The Daily Telegraph

Higher rates may force Italian debt spiral, says S&P

- By Tom Rees

ITALY’S interest bill risks hitting levels last seen during the depths of the eurozone crisis amid fears the country could be sucked into a debt spiral.

Credit ratings giant S&P has warned that Italy is the most vulnerable developed country to bond market turmoil as its interest costs on markets surge.

S&P analysis found that Italy’s total interest bill would jump to 5.5pc of GDP if borrowing costs rose sharply by three percentage points, ramping up the risk of its huge debt pile spiralling out of control. It would be equivalent to a near €100bn (£86bn) interest bill and the highest amount since 2012.

Even a more likely one percentage point interest rate jump would lead to a debt servicing bill at 4.5pc of GDP.

There are fears that the current jump in interest rates threatens to make Italy’s huge debt pile unsustaina­ble, risking another eurozone crisis. Italy’s debt has hit 150pc of GDP following the pandemic, the third highest in the developed world after Japan and Greece. Jack Allen-reynolds, Europe economist at Capital Economics, said that “potentiall­y higher interest rates are a big risk for Italy” as its economic prospects are “poor” after two decades of low growth.

“Investors see buying Italian debt as a bigger risk and what that means is that drives interest rates up,” he said.

“The risk is this becoming a selffulfil­ling cycle of investors becoming worried, that driving interest rates up and that making the debt outlook even worse and pushing interest rates up even further.”

The ECB announced after an emergency meeting last week that it was drawing up a new tool to stop Italian interest costs surging ahead of other eurozone countries’.

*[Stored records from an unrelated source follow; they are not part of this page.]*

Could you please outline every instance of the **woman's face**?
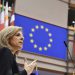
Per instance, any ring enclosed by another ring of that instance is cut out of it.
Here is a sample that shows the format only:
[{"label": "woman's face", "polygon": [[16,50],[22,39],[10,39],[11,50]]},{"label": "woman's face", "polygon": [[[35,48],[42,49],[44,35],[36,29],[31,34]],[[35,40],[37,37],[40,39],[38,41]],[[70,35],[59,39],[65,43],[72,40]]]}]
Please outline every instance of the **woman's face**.
[{"label": "woman's face", "polygon": [[22,31],[18,31],[13,37],[9,39],[9,44],[14,48],[15,50],[21,49],[23,46],[23,34]]}]

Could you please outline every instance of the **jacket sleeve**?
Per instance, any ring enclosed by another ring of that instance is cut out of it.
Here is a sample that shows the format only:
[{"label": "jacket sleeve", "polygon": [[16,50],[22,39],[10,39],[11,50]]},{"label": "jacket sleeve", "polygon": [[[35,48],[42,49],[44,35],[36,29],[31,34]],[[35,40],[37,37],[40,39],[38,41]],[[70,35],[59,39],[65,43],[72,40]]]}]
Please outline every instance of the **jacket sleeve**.
[{"label": "jacket sleeve", "polygon": [[20,71],[20,75],[27,75],[26,70]]}]

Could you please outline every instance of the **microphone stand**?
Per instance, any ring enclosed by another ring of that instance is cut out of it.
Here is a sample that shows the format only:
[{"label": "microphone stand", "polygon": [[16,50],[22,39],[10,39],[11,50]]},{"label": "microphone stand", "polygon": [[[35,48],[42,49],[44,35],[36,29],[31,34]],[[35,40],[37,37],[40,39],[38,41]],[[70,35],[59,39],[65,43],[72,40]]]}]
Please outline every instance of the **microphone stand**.
[{"label": "microphone stand", "polygon": [[68,45],[66,44],[65,41],[64,41],[64,44],[65,44],[65,46],[66,46],[66,48],[67,48],[67,61],[66,61],[66,62],[67,62],[67,67],[66,67],[66,68],[67,68],[67,73],[66,73],[65,75],[68,75],[68,70],[69,70],[69,69],[68,69],[68,65],[69,65],[69,64],[68,64],[68,61],[69,61],[68,54],[70,55],[71,62],[72,62],[72,64],[73,64],[73,66],[74,66],[74,67],[73,67],[73,75],[74,75],[75,64],[74,64],[74,61],[73,61],[72,56],[71,56],[71,54],[70,54],[70,50],[69,50],[69,48],[68,48]]}]

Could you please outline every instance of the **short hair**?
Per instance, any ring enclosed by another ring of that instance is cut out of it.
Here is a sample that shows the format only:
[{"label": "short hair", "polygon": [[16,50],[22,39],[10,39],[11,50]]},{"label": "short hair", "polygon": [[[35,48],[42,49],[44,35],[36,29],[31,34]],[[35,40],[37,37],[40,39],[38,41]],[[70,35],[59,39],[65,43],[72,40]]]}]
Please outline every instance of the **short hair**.
[{"label": "short hair", "polygon": [[12,50],[9,44],[9,38],[13,37],[18,31],[22,31],[22,27],[9,26],[0,31],[0,48],[7,47]]}]

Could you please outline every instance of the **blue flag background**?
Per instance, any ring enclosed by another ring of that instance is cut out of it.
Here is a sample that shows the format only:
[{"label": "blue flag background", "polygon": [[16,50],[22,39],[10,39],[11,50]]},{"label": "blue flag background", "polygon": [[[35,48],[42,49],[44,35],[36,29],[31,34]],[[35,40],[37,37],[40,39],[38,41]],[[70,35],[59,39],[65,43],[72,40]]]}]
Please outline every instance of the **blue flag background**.
[{"label": "blue flag background", "polygon": [[64,41],[67,41],[67,29],[19,14],[15,14],[15,18],[15,25],[23,27],[23,50],[66,59]]}]

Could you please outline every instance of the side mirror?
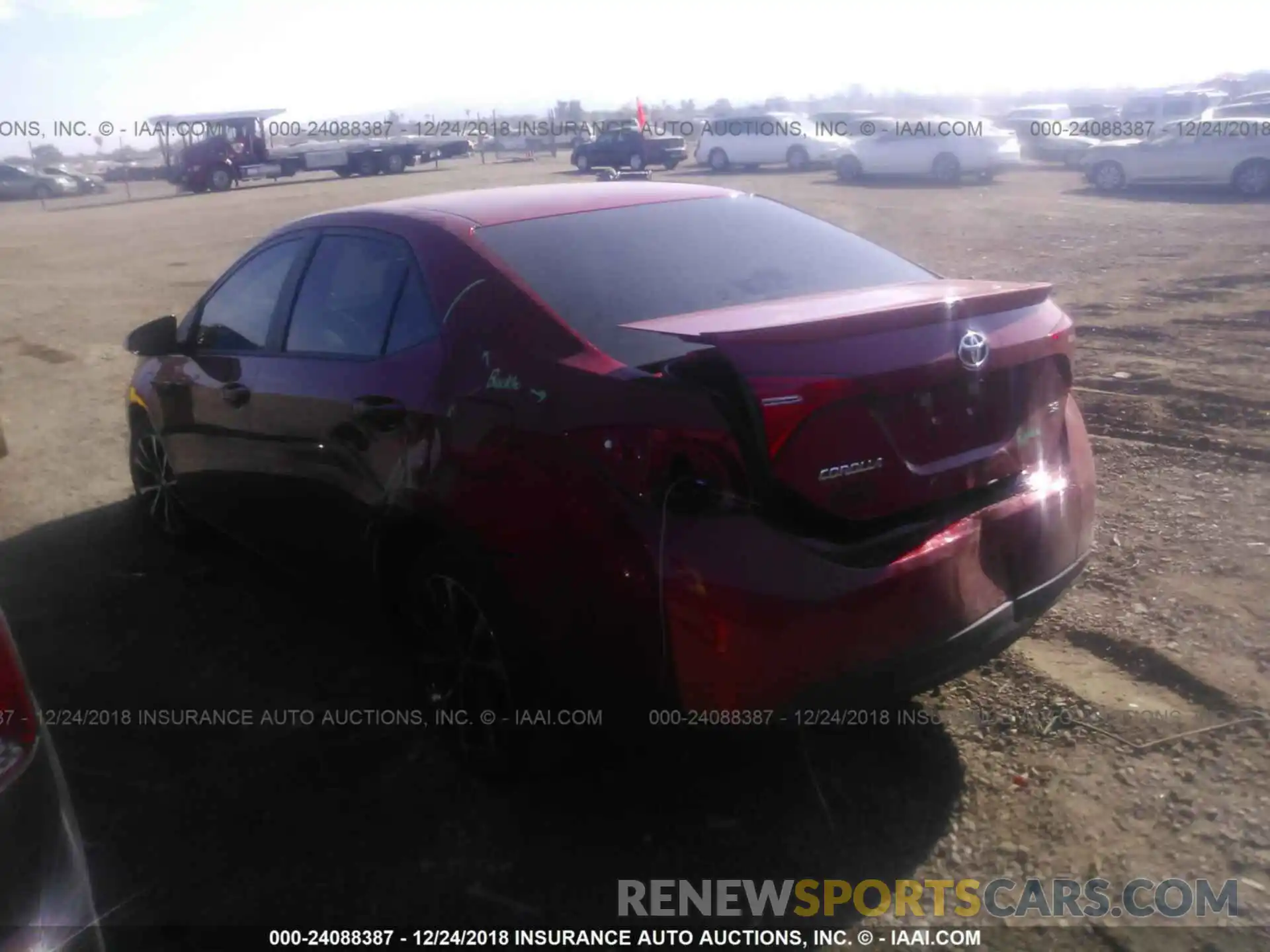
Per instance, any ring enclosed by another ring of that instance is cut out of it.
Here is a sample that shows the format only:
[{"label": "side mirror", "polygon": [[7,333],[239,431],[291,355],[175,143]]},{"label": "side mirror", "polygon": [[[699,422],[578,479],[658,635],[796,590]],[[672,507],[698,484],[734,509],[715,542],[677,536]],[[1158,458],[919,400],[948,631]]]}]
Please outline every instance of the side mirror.
[{"label": "side mirror", "polygon": [[137,357],[163,357],[175,353],[179,349],[177,316],[169,314],[142,324],[128,334],[123,347]]}]

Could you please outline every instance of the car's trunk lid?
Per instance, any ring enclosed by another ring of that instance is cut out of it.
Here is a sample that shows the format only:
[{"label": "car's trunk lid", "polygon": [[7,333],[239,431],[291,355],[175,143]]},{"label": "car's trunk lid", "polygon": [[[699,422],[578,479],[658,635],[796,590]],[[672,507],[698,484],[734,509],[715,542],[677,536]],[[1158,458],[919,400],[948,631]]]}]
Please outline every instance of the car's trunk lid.
[{"label": "car's trunk lid", "polygon": [[712,345],[745,383],[770,476],[819,512],[870,520],[1059,452],[1071,321],[1049,292],[935,279],[625,326]]}]

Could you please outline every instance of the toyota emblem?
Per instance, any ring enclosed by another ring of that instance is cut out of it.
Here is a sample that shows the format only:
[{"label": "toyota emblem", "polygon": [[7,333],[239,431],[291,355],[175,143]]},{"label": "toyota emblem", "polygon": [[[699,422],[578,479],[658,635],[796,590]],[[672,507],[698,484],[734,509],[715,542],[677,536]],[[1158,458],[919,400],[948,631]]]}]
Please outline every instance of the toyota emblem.
[{"label": "toyota emblem", "polygon": [[956,345],[956,355],[968,371],[977,371],[988,362],[988,339],[977,330],[968,330]]}]

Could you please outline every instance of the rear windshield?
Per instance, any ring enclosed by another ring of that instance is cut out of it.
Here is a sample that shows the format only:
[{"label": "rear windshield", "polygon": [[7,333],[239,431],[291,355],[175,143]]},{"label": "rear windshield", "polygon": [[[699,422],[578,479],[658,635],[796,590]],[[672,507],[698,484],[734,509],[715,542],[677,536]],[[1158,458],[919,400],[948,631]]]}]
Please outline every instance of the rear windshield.
[{"label": "rear windshield", "polygon": [[933,277],[836,225],[753,195],[531,218],[476,234],[570,327],[636,367],[700,345],[622,324]]}]

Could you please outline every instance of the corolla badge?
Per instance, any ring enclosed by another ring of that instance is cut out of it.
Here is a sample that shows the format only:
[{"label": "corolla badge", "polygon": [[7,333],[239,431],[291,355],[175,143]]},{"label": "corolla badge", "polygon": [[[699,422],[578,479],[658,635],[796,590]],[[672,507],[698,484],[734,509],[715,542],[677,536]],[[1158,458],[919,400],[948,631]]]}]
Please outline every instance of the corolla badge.
[{"label": "corolla badge", "polygon": [[956,345],[956,357],[968,371],[977,371],[988,362],[988,339],[977,330],[968,330]]},{"label": "corolla badge", "polygon": [[843,476],[859,476],[861,472],[869,472],[870,470],[880,470],[883,466],[883,458],[876,459],[857,459],[853,463],[838,463],[837,466],[826,466],[820,470],[820,482],[828,482],[829,480],[838,480]]}]

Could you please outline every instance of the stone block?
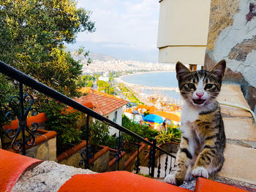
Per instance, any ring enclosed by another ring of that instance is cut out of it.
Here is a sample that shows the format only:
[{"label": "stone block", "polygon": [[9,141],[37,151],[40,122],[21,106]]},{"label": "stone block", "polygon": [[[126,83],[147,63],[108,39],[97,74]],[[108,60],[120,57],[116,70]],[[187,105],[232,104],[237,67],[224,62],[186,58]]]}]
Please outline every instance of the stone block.
[{"label": "stone block", "polygon": [[105,172],[108,169],[109,150],[99,156],[94,162],[92,170],[96,172]]},{"label": "stone block", "polygon": [[225,161],[218,175],[256,185],[256,150],[227,144]]},{"label": "stone block", "polygon": [[223,121],[227,139],[256,141],[256,128],[252,119],[224,118]]},{"label": "stone block", "polygon": [[36,158],[40,160],[48,160],[49,154],[48,154],[48,148],[45,143],[42,143],[37,151]]}]

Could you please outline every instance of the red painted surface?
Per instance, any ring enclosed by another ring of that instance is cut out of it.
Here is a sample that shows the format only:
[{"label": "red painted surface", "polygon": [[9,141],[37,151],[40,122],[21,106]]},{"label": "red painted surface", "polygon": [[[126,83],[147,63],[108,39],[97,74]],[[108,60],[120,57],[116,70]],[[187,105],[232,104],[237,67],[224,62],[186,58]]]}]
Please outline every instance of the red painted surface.
[{"label": "red painted surface", "polygon": [[[47,120],[46,115],[44,112],[41,112],[36,116],[31,116],[27,118],[27,125],[30,126],[33,123],[40,123]],[[5,130],[9,128],[16,129],[18,127],[18,119],[11,122],[10,125],[5,125],[4,128]]]},{"label": "red painted surface", "polygon": [[192,191],[128,172],[75,174],[59,190],[64,191]]},{"label": "red painted surface", "polygon": [[247,191],[230,186],[217,181],[199,177],[195,188],[195,192],[246,192]]},{"label": "red painted surface", "polygon": [[0,149],[0,191],[11,191],[29,166],[42,161]]},{"label": "red painted surface", "polygon": [[93,110],[102,115],[107,115],[129,103],[129,101],[122,99],[102,93],[91,88],[82,88],[80,91],[87,94],[76,99],[75,101],[82,104],[91,102],[94,107]]}]

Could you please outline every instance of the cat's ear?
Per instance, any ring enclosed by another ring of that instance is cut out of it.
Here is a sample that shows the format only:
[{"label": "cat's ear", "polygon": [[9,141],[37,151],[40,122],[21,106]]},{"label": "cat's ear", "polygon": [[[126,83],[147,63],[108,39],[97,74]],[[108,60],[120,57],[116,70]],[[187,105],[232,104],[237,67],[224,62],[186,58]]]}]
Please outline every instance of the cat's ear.
[{"label": "cat's ear", "polygon": [[210,70],[210,72],[214,73],[217,76],[223,77],[225,69],[226,61],[225,60],[222,60]]},{"label": "cat's ear", "polygon": [[189,72],[190,72],[189,69],[187,69],[184,64],[182,64],[180,61],[177,62],[176,64],[177,79],[178,79],[178,77],[181,77]]}]

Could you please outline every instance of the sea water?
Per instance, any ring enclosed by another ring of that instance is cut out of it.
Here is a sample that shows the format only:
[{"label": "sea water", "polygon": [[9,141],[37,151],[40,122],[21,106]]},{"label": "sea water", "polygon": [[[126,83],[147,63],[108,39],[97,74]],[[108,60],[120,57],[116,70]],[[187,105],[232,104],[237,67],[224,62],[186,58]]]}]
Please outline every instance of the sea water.
[{"label": "sea water", "polygon": [[[175,72],[135,74],[121,77],[121,80],[129,83],[147,87],[178,88],[178,80]],[[148,96],[159,95],[167,97],[170,101],[174,103],[178,103],[181,99],[180,93],[176,91],[144,89],[143,91]]]}]

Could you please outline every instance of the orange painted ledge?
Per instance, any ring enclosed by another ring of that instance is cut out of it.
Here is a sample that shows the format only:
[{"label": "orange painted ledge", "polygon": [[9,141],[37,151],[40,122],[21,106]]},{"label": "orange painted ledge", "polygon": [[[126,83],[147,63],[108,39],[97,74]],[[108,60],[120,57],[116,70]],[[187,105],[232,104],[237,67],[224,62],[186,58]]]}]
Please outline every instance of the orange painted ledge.
[{"label": "orange painted ledge", "polygon": [[[146,144],[141,143],[141,146],[139,148],[139,153],[144,149],[146,147]],[[124,169],[126,169],[129,164],[135,160],[138,156],[138,150],[135,153],[132,154],[132,155],[124,163]]]},{"label": "orange painted ledge", "polygon": [[75,174],[59,190],[64,191],[192,191],[128,172]]},{"label": "orange painted ledge", "polygon": [[[47,120],[47,117],[45,113],[41,112],[36,116],[31,116],[28,118],[26,120],[26,122],[27,122],[27,126],[30,126],[34,122],[40,123],[46,120]],[[5,130],[8,130],[9,128],[16,129],[18,128],[18,126],[19,126],[18,121],[18,119],[16,119],[12,120],[10,125],[4,126],[4,128]]]},{"label": "orange painted ledge", "polygon": [[[34,146],[36,146],[37,145],[39,145],[42,142],[45,142],[52,138],[54,138],[57,136],[57,133],[54,131],[46,131],[46,130],[43,130],[43,129],[39,129],[37,128],[37,131],[39,134],[41,134],[42,135],[38,136],[35,138],[34,139],[34,143],[32,145],[28,146],[26,145],[26,149],[29,149],[31,147],[33,147]],[[7,149],[7,150],[9,150],[10,152],[13,152],[13,153],[20,153],[21,151],[20,150],[14,150],[12,148],[8,148]]]},{"label": "orange painted ledge", "polygon": [[195,184],[195,192],[246,192],[248,191],[230,186],[217,181],[199,177]]},{"label": "orange painted ledge", "polygon": [[11,191],[23,172],[40,160],[0,149],[0,191]]}]

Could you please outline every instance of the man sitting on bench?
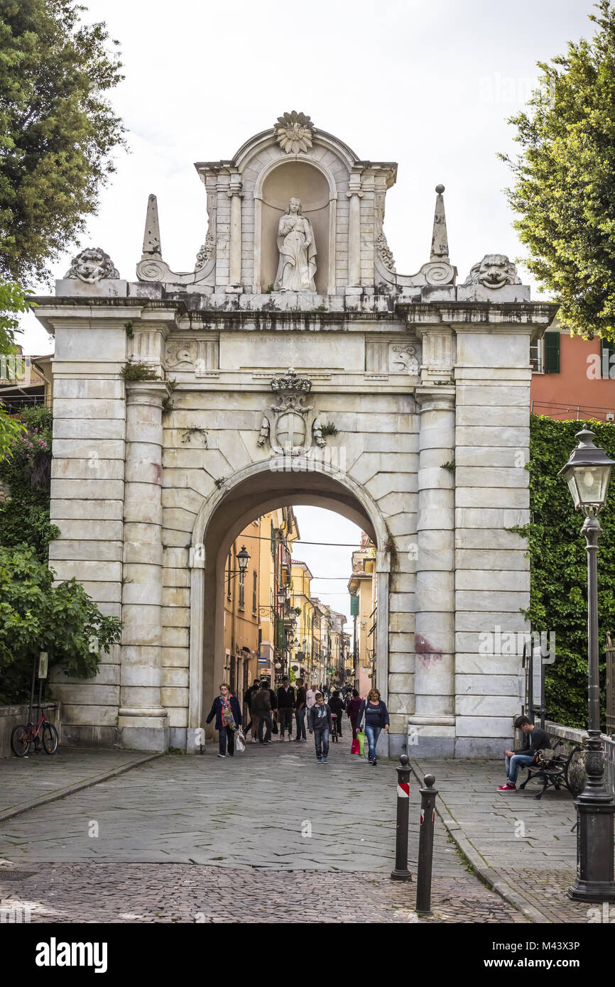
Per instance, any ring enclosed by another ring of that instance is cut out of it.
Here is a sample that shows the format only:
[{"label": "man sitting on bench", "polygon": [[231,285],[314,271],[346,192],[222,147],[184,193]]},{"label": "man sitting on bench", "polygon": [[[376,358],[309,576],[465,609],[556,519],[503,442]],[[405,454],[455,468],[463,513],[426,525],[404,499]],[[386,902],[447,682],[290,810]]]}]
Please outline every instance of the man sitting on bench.
[{"label": "man sitting on bench", "polygon": [[530,723],[527,717],[517,717],[514,721],[516,729],[522,733],[530,733],[531,740],[529,747],[524,750],[506,750],[506,784],[498,787],[499,792],[516,792],[516,779],[519,768],[531,764],[539,750],[551,746],[548,734],[540,728]]}]

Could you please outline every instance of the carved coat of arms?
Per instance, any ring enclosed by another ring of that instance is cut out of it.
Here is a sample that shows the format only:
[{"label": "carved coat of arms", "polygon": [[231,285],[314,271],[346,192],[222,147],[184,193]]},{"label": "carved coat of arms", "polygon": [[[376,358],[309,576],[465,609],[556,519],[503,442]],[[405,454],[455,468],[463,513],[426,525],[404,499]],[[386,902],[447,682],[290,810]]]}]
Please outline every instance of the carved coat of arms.
[{"label": "carved coat of arms", "polygon": [[272,456],[301,456],[312,446],[326,445],[314,405],[306,405],[312,381],[299,377],[289,367],[283,377],[274,377],[271,390],[276,404],[269,405],[261,422],[259,445],[269,442]]}]

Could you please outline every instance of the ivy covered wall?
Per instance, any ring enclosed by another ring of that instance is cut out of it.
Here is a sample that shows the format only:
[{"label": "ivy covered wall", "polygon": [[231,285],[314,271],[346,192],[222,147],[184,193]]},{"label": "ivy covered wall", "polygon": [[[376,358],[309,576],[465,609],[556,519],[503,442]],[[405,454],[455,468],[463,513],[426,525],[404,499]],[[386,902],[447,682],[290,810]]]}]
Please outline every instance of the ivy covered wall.
[{"label": "ivy covered wall", "polygon": [[[530,417],[530,524],[516,529],[529,540],[532,631],[555,632],[556,659],[545,668],[549,720],[568,726],[587,724],[587,554],[580,534],[583,516],[575,511],[568,485],[558,473],[577,444],[582,427],[615,460],[615,425],[603,421],[554,421]],[[604,646],[615,630],[615,476],[600,514],[598,617],[602,724]]]}]

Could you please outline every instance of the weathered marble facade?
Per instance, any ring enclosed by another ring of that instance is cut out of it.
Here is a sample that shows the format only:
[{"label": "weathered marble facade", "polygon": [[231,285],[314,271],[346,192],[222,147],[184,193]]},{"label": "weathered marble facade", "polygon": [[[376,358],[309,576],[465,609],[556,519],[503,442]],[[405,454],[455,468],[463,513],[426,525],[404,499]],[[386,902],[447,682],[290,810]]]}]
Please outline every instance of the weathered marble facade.
[{"label": "weathered marble facade", "polygon": [[[65,739],[193,751],[222,680],[228,545],[309,503],[376,542],[392,752],[410,736],[423,756],[500,753],[520,657],[481,653],[479,636],[527,630],[529,564],[507,529],[528,517],[529,342],[555,307],[501,255],[456,284],[440,186],[429,260],[397,273],[396,165],[303,114],[196,171],[208,228],[192,271],[163,261],[150,195],[137,280],[90,251],[37,299],[56,339],[50,565],[124,625],[96,679],[55,676]],[[315,292],[272,290],[291,198]],[[125,380],[126,362],[160,380]]]}]

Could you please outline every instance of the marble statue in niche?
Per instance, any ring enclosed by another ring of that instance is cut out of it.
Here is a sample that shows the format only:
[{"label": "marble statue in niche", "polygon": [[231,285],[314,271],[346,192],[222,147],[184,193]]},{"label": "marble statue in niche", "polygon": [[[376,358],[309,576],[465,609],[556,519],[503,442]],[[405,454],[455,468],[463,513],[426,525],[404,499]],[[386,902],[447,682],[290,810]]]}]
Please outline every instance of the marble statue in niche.
[{"label": "marble statue in niche", "polygon": [[279,264],[274,291],[316,291],[316,243],[309,219],[301,212],[301,201],[291,198],[277,227]]}]

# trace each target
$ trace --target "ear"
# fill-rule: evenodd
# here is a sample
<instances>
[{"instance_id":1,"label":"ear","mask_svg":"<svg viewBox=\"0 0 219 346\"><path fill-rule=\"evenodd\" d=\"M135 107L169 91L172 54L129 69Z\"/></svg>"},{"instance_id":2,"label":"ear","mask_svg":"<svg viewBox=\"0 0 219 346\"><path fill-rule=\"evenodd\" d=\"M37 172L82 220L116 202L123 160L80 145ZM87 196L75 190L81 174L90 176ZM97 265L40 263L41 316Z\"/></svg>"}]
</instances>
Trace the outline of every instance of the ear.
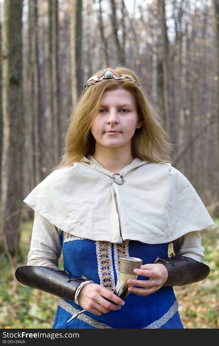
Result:
<instances>
[{"instance_id":1,"label":"ear","mask_svg":"<svg viewBox=\"0 0 219 346\"><path fill-rule=\"evenodd\" d=\"M137 122L136 126L136 129L139 129L140 127L141 127L143 125L143 121L142 120L140 120L140 119L138 120L138 121Z\"/></svg>"}]
</instances>

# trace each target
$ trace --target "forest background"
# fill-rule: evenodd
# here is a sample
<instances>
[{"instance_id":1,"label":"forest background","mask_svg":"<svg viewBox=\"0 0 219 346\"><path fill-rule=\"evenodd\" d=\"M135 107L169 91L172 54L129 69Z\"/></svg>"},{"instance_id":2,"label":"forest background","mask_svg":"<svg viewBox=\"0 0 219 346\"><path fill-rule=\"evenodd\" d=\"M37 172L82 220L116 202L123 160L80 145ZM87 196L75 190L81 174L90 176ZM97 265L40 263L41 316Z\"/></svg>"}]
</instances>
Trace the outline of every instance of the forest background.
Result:
<instances>
[{"instance_id":1,"label":"forest background","mask_svg":"<svg viewBox=\"0 0 219 346\"><path fill-rule=\"evenodd\" d=\"M0 38L0 327L52 328L57 297L15 277L33 220L22 201L63 153L88 79L120 64L139 76L173 165L215 222L201 233L209 276L174 290L185 328L218 328L219 0L1 0Z\"/></svg>"}]
</instances>

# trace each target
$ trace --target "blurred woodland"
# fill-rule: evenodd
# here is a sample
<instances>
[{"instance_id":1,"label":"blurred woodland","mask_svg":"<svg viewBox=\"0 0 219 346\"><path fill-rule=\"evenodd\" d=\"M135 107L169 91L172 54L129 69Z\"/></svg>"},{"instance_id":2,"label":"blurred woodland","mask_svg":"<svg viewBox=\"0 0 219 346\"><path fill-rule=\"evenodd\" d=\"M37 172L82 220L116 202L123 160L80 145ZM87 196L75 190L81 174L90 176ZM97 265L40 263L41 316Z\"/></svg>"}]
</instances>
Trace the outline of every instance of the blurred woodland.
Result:
<instances>
[{"instance_id":1,"label":"blurred woodland","mask_svg":"<svg viewBox=\"0 0 219 346\"><path fill-rule=\"evenodd\" d=\"M0 5L0 246L12 268L33 216L23 200L57 163L83 85L105 67L139 76L173 165L219 217L219 0Z\"/></svg>"}]
</instances>

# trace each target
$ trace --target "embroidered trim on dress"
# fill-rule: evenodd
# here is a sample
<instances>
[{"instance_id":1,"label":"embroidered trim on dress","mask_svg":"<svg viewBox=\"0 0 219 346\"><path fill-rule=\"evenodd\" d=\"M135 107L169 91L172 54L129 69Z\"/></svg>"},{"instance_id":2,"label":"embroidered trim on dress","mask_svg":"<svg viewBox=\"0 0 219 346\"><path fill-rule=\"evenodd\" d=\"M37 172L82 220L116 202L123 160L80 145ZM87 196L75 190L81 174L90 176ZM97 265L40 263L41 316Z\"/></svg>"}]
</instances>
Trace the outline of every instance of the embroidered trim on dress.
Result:
<instances>
[{"instance_id":1,"label":"embroidered trim on dress","mask_svg":"<svg viewBox=\"0 0 219 346\"><path fill-rule=\"evenodd\" d=\"M114 263L116 272L117 281L119 279L119 256L129 256L128 243L129 240L123 242L122 243L114 243Z\"/></svg>"},{"instance_id":2,"label":"embroidered trim on dress","mask_svg":"<svg viewBox=\"0 0 219 346\"><path fill-rule=\"evenodd\" d=\"M61 308L64 309L64 310L67 311L68 312L69 312L70 313L71 313L72 315L74 315L75 313L77 313L80 311L80 310L75 309L69 303L67 303L62 298L59 298L58 303ZM155 321L154 322L151 323L147 327L144 327L143 329L158 329L161 328L162 326L165 324L167 321L168 321L171 317L173 317L177 311L178 308L179 303L177 298L176 298L172 306L170 307L168 311L164 315L163 315L158 320ZM85 322L85 323L90 325L90 326L94 327L95 328L99 329L113 328L112 327L110 327L107 325L97 321L94 318L92 318L89 316L87 316L84 313L81 314L77 318Z\"/></svg>"},{"instance_id":3,"label":"embroidered trim on dress","mask_svg":"<svg viewBox=\"0 0 219 346\"><path fill-rule=\"evenodd\" d=\"M113 291L116 287L112 266L111 243L109 242L95 242L98 275L100 284Z\"/></svg>"},{"instance_id":4,"label":"embroidered trim on dress","mask_svg":"<svg viewBox=\"0 0 219 346\"><path fill-rule=\"evenodd\" d=\"M67 232L64 232L64 243L67 243L68 242L73 240L83 240L85 239L85 238L82 238L80 237L76 237L76 236L70 234Z\"/></svg>"}]
</instances>

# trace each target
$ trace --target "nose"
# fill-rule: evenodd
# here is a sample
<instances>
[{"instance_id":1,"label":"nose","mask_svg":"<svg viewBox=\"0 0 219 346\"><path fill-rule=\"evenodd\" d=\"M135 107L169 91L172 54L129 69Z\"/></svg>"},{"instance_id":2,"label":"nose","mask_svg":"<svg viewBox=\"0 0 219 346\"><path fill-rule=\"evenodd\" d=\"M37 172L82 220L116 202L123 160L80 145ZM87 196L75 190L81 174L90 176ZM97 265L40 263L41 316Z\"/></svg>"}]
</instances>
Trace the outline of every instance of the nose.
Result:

Mr Allen-reynolds said the ECB has “learned the lessons from the debt crisis” as it prepares to intervene in bond markets again.

Italy’s 10-year bond yield has already soared from below 1.5pc in early 2022 to 4pc this month before the ECB’S promise of interventi­on calmed investor nerves. The gap between Italian and German bond yields – a key risk gauge watched by investors – has doubled in the last 12 months.